Conhecido por criar ferozes personagens femininas de ficção científica, Luc Besson transformou agora Scarlett Johanson em Lucy, uma heroína por acaso. Ao estar no lugar errado com a companhia errada, Lucy vê-se envolvida numa rede de tráfico de droga muito particular. Estes traficantes lidam com uma substância que, quando usada em doses elevadas, é capaz de potenciar a nossa actividade cerebral e explorá-la até ao seu limite. Tal premissa, que cheirava a ficção científica de qualidade (ainda que o realizador tenha sido bastante claro ao esclarecer que não estava a seguir à risca o conhecimento científico nesta área), não conseguiu cumprir as expectativas e utilizou o interessante tema da inteligência humana para fazer um blockbuster de consumo rápido. O melhor do filme é realmente o seu ponto de partida e o questionamento do pouco que sabemos sobre o nosso cérebro. Se somos detentores de um órgão tão poderoso porque será que só temos acesso a uma parte tão pequena do seu potencial? Será que estaríamos preparados para o usar e que uso faríamos desse poder majestoso? Provavelmente teríamos de evoluir enquanto civilização, teríamos de curar todos os nossos problemas de ego para o utilizar sem destruir tudo à nossa volta…

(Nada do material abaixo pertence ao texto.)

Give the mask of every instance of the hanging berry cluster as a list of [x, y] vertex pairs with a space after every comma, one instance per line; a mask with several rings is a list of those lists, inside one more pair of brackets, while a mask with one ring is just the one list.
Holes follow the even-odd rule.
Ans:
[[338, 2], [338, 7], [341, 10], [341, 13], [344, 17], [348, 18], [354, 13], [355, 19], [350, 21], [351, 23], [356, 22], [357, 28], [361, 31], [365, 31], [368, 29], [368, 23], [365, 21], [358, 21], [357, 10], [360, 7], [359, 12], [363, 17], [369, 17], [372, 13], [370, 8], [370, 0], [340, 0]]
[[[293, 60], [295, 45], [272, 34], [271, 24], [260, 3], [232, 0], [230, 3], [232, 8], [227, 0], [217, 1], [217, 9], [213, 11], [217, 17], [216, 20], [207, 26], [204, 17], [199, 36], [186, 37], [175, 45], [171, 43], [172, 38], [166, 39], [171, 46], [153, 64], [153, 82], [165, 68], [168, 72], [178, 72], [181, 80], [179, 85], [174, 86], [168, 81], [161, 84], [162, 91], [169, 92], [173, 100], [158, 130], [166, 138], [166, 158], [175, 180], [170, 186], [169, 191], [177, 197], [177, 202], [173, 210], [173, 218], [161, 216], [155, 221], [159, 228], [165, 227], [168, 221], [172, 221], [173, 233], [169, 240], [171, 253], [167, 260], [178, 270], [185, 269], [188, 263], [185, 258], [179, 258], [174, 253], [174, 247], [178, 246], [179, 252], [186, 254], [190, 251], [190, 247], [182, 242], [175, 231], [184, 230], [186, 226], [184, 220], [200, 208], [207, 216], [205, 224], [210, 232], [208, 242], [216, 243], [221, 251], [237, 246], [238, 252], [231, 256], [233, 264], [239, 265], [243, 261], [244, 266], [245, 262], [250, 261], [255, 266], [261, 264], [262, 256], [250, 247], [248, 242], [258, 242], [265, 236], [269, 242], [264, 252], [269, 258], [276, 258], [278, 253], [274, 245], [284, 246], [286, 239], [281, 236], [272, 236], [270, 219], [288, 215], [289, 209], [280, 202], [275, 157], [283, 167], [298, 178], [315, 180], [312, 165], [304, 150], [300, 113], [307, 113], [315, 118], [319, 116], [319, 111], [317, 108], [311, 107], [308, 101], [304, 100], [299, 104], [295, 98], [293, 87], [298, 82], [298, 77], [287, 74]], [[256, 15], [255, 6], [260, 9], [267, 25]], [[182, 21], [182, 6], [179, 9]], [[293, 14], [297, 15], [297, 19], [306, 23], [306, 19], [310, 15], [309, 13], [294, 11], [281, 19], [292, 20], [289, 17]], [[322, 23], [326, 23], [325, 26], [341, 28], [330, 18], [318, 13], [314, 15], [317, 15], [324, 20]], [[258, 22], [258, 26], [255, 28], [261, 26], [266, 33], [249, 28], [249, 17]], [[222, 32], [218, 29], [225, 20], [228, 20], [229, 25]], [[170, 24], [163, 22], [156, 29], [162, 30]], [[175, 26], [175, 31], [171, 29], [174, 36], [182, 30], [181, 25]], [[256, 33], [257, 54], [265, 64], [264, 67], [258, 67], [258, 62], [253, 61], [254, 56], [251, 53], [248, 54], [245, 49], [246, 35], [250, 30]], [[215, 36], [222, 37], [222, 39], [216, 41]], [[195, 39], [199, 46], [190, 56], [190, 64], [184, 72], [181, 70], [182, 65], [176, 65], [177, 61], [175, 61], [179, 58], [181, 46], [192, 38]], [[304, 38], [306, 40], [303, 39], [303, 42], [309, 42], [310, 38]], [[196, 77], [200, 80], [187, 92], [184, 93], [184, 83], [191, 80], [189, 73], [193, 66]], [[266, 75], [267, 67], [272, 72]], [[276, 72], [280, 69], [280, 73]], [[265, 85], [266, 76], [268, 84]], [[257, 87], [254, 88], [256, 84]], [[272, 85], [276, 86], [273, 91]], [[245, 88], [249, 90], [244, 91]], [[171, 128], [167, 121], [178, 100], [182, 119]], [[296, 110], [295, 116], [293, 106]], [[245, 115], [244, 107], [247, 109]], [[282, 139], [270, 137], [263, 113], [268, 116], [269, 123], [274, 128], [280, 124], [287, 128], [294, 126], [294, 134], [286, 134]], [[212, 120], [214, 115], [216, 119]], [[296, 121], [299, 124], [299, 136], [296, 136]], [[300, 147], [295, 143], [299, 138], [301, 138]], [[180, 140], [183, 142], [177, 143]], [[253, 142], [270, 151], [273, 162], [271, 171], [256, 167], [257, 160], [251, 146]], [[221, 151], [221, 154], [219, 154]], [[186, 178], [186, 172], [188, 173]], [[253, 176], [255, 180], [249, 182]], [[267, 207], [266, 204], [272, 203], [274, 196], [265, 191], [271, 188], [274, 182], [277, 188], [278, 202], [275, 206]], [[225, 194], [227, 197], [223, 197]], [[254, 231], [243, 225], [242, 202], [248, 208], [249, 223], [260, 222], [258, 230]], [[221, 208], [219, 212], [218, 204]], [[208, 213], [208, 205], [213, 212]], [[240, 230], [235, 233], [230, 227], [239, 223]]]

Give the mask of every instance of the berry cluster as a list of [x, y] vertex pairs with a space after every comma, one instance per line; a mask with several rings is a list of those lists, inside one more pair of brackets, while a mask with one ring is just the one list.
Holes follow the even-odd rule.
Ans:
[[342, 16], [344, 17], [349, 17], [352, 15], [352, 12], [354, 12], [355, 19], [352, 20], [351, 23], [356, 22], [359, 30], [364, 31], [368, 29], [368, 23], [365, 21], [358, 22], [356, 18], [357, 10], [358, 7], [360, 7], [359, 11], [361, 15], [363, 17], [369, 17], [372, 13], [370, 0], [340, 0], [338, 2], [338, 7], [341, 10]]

As fórmulas matemáticas para construir um êxito de bilheteira (o bom ritmo que alimenta a elevada dose de suspense que agarra o espectador até ao momento final, uma actriz credível e com bom aspecto, muita violência e efeitos visuais bem conseguidos) ajudam o filme a convergir para o objectivo desejado. O senão é que se fica por isso mesmo, uma obra de entretenimento que prometia algo mais, uma premissa que dá que pensar no que daria nas mãos de Christopher Nolan, por exemplo. Consequentemente vem a inevitável comparação com Transcendence, de Wally Pfister, estreado há alguns meses, que explora igualmente os limites da nossa inteligência e do desenvolvimento de uma biotecnologia que ao mesmo tempo usa e serve os humanos, abordando o tema de forma mais profunda e interessante. Outro factor que os une é terem o mesmo mestre, Morgan Freeman: será que um dia lhe é atribuído um doutoramento em neurociências só pelos papeis que repetidamente interpreta no cinema? Ainda que Freeman seja credível em qualquer papel que desempenha, a repetição do casting parece desgastar demasiado a imagem do actor, que corre o risco de ficar rotulado como o catedrático de serviço de Hollywood. Quanto às escolhas de Johansson, a personagem enigmática e completamente neutra, sem memórias ou factor humano, que representou no complexo Debaixo da Pele, de Jonathan Glazer, faz este papel parece uma versão pop dessa existência alienada.
As referências cinematográficas do filme parecem saltar como pipocas da tela. Se as lutas são uma versão de Matrix, com artes marciais onde o tempo pára e a mente controla a matéria à sua volta, os elementos naturais que espelham a evolução da inteligência humana desde os macacos até ao homo sapiens sapiens misturam referências a 2001: Odisseia no Espaço mas também a visitas a museus e documentários da BBC Vida Selvagem. Apesar de se perceber a intenção de mostrar o contínuo da evolução, estas imagens surgem em excesso, quebrando o tom da narrativa e alimentando a sua bipolaridade entre a ficção científica séria e um puro filme de acção.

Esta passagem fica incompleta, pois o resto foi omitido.